Adalah Nunu (83) warga Cigula Desa dan Kecamatan Padakembang menjadi salah satu warga yang kerap kali diminta untuk menjadi petunjuk jalan menuju markas DI TII. Bahkan, ia bertugas membawa bekal makanan untuk keperluan para tentara kala itu.
Ditemui di sebuah warung di kampung Cigula, Nunu menuturkan kisah yang tidak akan hilang dari ingatannya. Di saat itu, ia diminta oleh sesepuh kampung Masturi menjadi petunjuk jalan para tentara. Meski pengalamannya itu terjadi tahun 1958, namun kuat ingatan Nunu menceritakan kepada Ayotasik.com, Kamis (28/1/2021).
Dalam setiap kali perjalanan, kata Nunu, jumlah anggota ABRI kala itu berjumlah tidak lebih dari 10 orang. Nunu berada di depan untuk memandu para tentara berjalan. Dalam perjalannya itu, ia tidak dibekali senjata. Pasalnya tugas Nunu lebih kepada petunjuk jalan dan membantu membawa peralatan untuk keperluan para tentara.
“Abah mah nganter we wungkul jang, paling dipiwarang nyandak beas dina karung goni seueurna aya 10 kilo eta teh. Harita teh abah mah nuju yuswa 26 tahunan, masih pamuda keneh. (Abah mah hanya mengantar saja, paling disuruh bantu angkut beras di karung mungkin sekitar 10 kg. Kala itu, abah masih usia 26 tahunan, masih pemuda)," kata Nunu.
Dalam perjalanan sebelum mencapai markas DI TII, lanjut Nunu, tidak jarang terjadi kontak tembak. Ia hanya bisa tertelungkup menutupi telinga lantaran suara desing pelucu yang cukup keras terdengar. Dalam pertempuran itu, ia pun melihat ada korban dari pihak musuh.
“Anu kagetna mah, saatosna maot teh geuning tatangga nyalira. Reuwas abah tidinya jang (yang bikin kaget itu, sesudah ada kabar yang meninggal itu ternyata tetangga sendiri. Dari sana abah kaget," ucap Nunu.
Dalam ingatanya, lanjut Nunu, setidaknya lebih dari 5 kali ia diminta para tentara --kebanyakan bukan berasal Jawa Barat-- untuk mengantar ke lokasi persembunyian anggota DI TII.
Operasi Pagar Betis, Kerja sama Tentara dan Masyarakat Tumpas DI TII
Operasi pagar betis menjadi sangat penting saat penumpasan pemberontakan DI TII di Jawa Barat khususnya Tasikmalaya.
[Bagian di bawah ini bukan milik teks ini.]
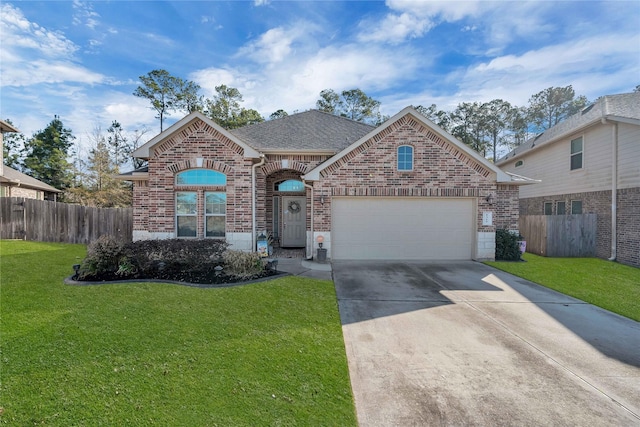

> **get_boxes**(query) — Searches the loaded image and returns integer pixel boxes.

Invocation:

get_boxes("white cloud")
[0,3,78,58]
[0,4,104,86]
[73,0,100,30]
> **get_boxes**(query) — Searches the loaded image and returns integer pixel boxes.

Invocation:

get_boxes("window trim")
[569,135,584,171]
[173,168,227,187]
[203,191,227,239]
[273,178,306,193]
[571,200,583,215]
[396,144,415,172]
[175,191,198,239]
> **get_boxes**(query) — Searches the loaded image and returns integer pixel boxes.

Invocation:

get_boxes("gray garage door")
[331,197,475,260]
Dalam operasi ini, bukan hanya TNI yang dikerahkan namun juga peran serta masyarakat secara luas.
Nunu mengisahkan, Operasi pagar betis merupakan taktik yang sangat bagus dalam memancing anggota DI TII turun gunung. Uniknya lagi, untuk memancing para pemberontak dari persembunyiannya dilakukan oleh warga dengan berbagai kegiatan.
“Jadi pagar betis teh warga anu seueurna 10 jalmi calik di tenda anu jarakna masing masing 5 meter (jadi pagar betis itu, sekitar 10 orang duduk di tenda yang jaraknya masing-masing 5 meter," ucap Nunu.
Sementara posisi tentara, lanjut Nunu, berjarak antara 50 sampai 100 meter. Untuk memancing kedatangan para pemberontak, warga yang berada di tenda melakukan kegiatan masak nasi atau ngaliwet dan main gitar.
“Teu aya kontak senjata waktos pager betis mah, jadi dipancing gorombolan teh ku liwet sareng ku gigitaran (gak ada kontak senjata waktu pagar betis mah, jadi dipancing gerombolan itu pakai liwet sama main-main gitar)," ucap Nunu.
Karena ketersediaan bahan makanan pemberontak terbatas, tambah Nunu, tidak sedikit yang menyerah angkat tangan dan datang ke tenda-tenda warga meminta makan. Saat berada di tenda, mereka disergap oleh para tentara.